Post # 1
trying to get the most of my expensive photographer. she leaves at 9. please any help is greatly appreciated. any suggestions are welcomed!
6:30-7:20 Cocktail Hour
7:20- 7:30 Guests find their seats (Kristen gets everyone to find their seats)
7:30 Newlyweds’ Arrival/ First Dance (Kristen ensures everyone is seated before couple is announced)
Parents and Bridal Party is Introduced
Couple is introduced for the first time as husband and wife
7:45 Cheers and Toasts
Welcome Speech- bride’s father welcomes and thanks everyone for coming.
7:55 First Course is served
8:05 Best Man/ Maid/Matron of Honor speech, Sheema/ GM Speech
8:20 Main Course is Served
8:50 Cake Cutting
9:05 Cake served with coffee
9:30 Bouquet Toss
10:00 Pizza late night snack
10:15 Dollar Dance
10:25- 11:45 Open Dance
Post # 3
@brideanjeza: My first reaction is: I’d be pretty hungry waiting until 8.20 (or later on the back tables) for my main course.
Also, depending how many guests you have, it would probably take more than 10 minutes just to bring out the first course.
I’m not sure where in the world you are, but in Australia we would serve food after the entrance and blessing (and maybe the welcome speech). Speeches and dances would be after the main course dinner.
Post # 4
@paula1248: you are right on everything…. i have no idea on how to squeeze the first dance and cake cutting in before 9 pm.
Post # 5
We are planning on doing our first dance as we enter At 6.30 then entree will be served around 7, speeches, main around 8, cake cutting etc but yes I think yo. Will struggle wit. Getting everything in before 9. We will be doing a mock cake cutting.? Could that work for you?
ETA: we will have nibbles for guests after our 3pm reception and again before we arrive.
Post # 6
@Mrs2b2014: when would you do the mock cake cutting? with our without people around??
Post # 7
@brideanjeza: I agree with Paula, I would be starving by 8.20 (or 8.30+ if Im not first)
Plus, pizza as a “late night snack” just 1.5 hours after being served my main and 45 minutes after cake seems a bit silly.
Is it possible to shuffle speeches and toasts to later in the evening to bring up the food a bit?

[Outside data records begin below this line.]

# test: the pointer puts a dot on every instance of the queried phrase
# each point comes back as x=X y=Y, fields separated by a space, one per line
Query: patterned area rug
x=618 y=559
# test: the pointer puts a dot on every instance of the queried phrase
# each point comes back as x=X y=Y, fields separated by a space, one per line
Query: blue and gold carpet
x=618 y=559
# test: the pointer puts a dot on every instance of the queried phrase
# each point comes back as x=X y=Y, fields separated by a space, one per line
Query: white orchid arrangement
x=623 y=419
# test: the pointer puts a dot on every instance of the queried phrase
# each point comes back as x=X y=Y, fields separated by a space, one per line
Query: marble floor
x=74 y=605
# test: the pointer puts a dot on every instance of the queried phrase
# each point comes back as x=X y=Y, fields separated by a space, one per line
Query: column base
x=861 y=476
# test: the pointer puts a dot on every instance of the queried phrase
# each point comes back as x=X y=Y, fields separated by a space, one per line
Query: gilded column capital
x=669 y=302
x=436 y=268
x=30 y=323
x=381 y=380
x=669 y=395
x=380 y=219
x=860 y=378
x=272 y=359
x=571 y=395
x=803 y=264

I know this timeline is more traditional, but I would probably leave not long after your cake is served. Getting up and dancing/drinking is what keeps me awake and able to stay up, after so long of eating and sitting/watching people and listening to speeches I would be reeeeally tired by 9.30pm. Im also 20, we’re not an old couple by any means 😛
Post # 8
@brideanjeza: Several of my friends have done mock cake cuttings right at the start of their reception so their photogs could get a picture before they left for the evening. They didn’t draw it to the attention of their guests (I just noticed because both times I was sitting right near the cake). They then did one later in the night for the guests and invited them to take pictures etc.
Post # 10
My coordinator had the best advice when helping to do our timeline which was: people get bored at receptions. Yes people listen to speeches and watch the dances, but for the most part your immediate families are the most invested. She strongly suggested we do our “activites” as much as we could overlapping with eating time. For example husband and I did our rounds in between courses. First dance and cake cutting were done super fast right away. Speeches were done while people were eating. Cake was served as the parent dances were being done. This kept guests happy & entertained and left us more time for the dance party and photobooth fun we wanted anyway! I echo PP to move the food up as much as possible. Blessing and speeches could be split up so that speeches could be given while a course is being served/eaten. I’ve seen the first dance done differently depending on region so you could always move that to after cake as a way of opening the dance floor if you’re really want to move dinner up.